A month ago, the Hammer hosted a Flash Talk related to Tossin’s artwork that was given by Jason Torchinsky, a car journalist for the blog Jalopnik. I never thought I would be so entertained listening to someone talk for a good twenty minutes about a car but Torchinsky had my undivided attention. He drove home (pun intended!) the point that it would be more unusual to see a Brasilia driving down Wilshire Blvd. than, say, a Tesla. In his blog entry for the Hammer, Torchinsky also talked about the design of the car, which includes Volkswagen’s particular taste for placing the motor in the trunk.

Pools

As in the U.S., pools became ubiquitous in the building boom that occurred after the Second World War. Pools are also the link that connects Brasi(í)lia, the car and the city, with Los Angeles; and the video that is part of the installation elucidates this connection. In it we see Tossin disguised as a pool cleaner driving the car in Brasília and in Los Angeles and finally parking the car in front of the Strick House in Santa Monica. Now, the Strick House is the only residential building designed by Niemeyer in the US, which was mostly done over letters exchanged between the owners of the house and the Brazilian architect. Niemeyer’s affiliation with the communist party was in large part the reason why he only designed two buildings in the US: the Santa Monica house and the United Nations building in New York, which he co-designed along with Le Corbusier. Niemeyer came close to building a second home for the Tremaine family in Santa Barbara but the projected cost of the house eventually stood in the way of the house ever being built. Luckily for us, the Tremaines, who saw the true artistic value in the plans of the house, donated them to MoMA.

…and Other Modernities

As Tossin would say, in true Los Angeles fashion, the documentary veil of the video (you can see segments of it here) is a fiction created in post-production. For instance, to get the shot where she drives into the frame and the car gingerly stops in the middle of the shot was more cumbersome than the video would allow you to think. Tossin and her crew tried a couple of times but she would always stop either too far or too short of her mark. But the one time she finally landed on the right spot the carburetor exploded and that was the end of the car…but they got the shot! In post-production, she was able to clean the sound and edit the video.
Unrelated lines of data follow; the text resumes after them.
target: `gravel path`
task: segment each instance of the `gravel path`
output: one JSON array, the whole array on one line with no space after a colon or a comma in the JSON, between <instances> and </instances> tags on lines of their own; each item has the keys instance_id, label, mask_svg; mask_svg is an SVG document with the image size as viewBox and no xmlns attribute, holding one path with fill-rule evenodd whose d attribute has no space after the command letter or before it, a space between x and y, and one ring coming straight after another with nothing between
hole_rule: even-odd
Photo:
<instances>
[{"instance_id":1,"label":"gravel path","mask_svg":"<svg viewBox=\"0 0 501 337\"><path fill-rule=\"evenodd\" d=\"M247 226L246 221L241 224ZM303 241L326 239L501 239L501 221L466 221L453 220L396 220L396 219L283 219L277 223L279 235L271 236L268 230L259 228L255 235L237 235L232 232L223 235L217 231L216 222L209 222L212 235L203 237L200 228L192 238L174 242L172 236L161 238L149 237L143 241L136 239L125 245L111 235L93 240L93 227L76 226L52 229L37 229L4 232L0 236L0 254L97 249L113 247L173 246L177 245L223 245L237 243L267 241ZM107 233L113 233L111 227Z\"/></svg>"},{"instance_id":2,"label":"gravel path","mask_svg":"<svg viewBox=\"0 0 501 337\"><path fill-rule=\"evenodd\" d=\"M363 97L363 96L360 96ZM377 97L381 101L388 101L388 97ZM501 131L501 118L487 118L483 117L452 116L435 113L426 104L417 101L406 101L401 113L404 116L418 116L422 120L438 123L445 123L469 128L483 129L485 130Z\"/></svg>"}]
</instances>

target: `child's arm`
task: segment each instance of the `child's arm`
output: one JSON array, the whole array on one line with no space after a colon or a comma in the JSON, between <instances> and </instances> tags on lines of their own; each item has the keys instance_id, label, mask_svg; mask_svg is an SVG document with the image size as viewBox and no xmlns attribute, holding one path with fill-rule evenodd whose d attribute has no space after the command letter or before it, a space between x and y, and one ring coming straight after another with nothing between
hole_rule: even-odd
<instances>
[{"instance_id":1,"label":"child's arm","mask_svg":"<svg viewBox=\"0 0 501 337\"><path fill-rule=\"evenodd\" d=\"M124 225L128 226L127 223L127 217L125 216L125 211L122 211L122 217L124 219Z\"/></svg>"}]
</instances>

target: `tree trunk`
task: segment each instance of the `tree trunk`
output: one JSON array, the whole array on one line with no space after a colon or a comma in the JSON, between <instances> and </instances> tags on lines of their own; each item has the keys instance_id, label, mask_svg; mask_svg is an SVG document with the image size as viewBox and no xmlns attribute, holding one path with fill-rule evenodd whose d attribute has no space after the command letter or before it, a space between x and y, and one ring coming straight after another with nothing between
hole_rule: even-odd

There are other mementos that make up Brasília, Cars, Pools, and other Modernities. Some of the other elements you see in the installation include: an ad for a Volkswagen Brasilia from the 1970s; an archival image taken from the national archives of the main two roads in Brasília—the Monumental Axis and the Residential Axis—and printed three times, which gives the illusion of a carbon rendering; a beautiful but imaginary letter written to Niemeyer where Tossin takes him to task and asks if he ever drove the people’s car; a drawing made by her of Niemeyer’s design of the Strick House; a plaque that gives the Strick House its landmark status; pool cleaning paraphernalia; a rosary and condomblé necklaces; and several decals with messages such as ‘God is faithful,’ ‘No one holds Brazil back,’ and ‘Pool Maintenance’ along with Tossin’s old phone number in parenthesis—please don’t call, the number has been since disconnected.

But, finally, the one touch that brightens my mornings and afternoons as I enter and exit the Hammer is the wall paper mimicking pool tiles that surrounds the installation, which will remain on view in the staircase landing of the museum’s lobby until September 7. As one astute Lunchtime Art Talk participant observed, paired with the metal railing that goes up to where the car is parked, the wall paper helps immerse the viewer into the heart of Brasília.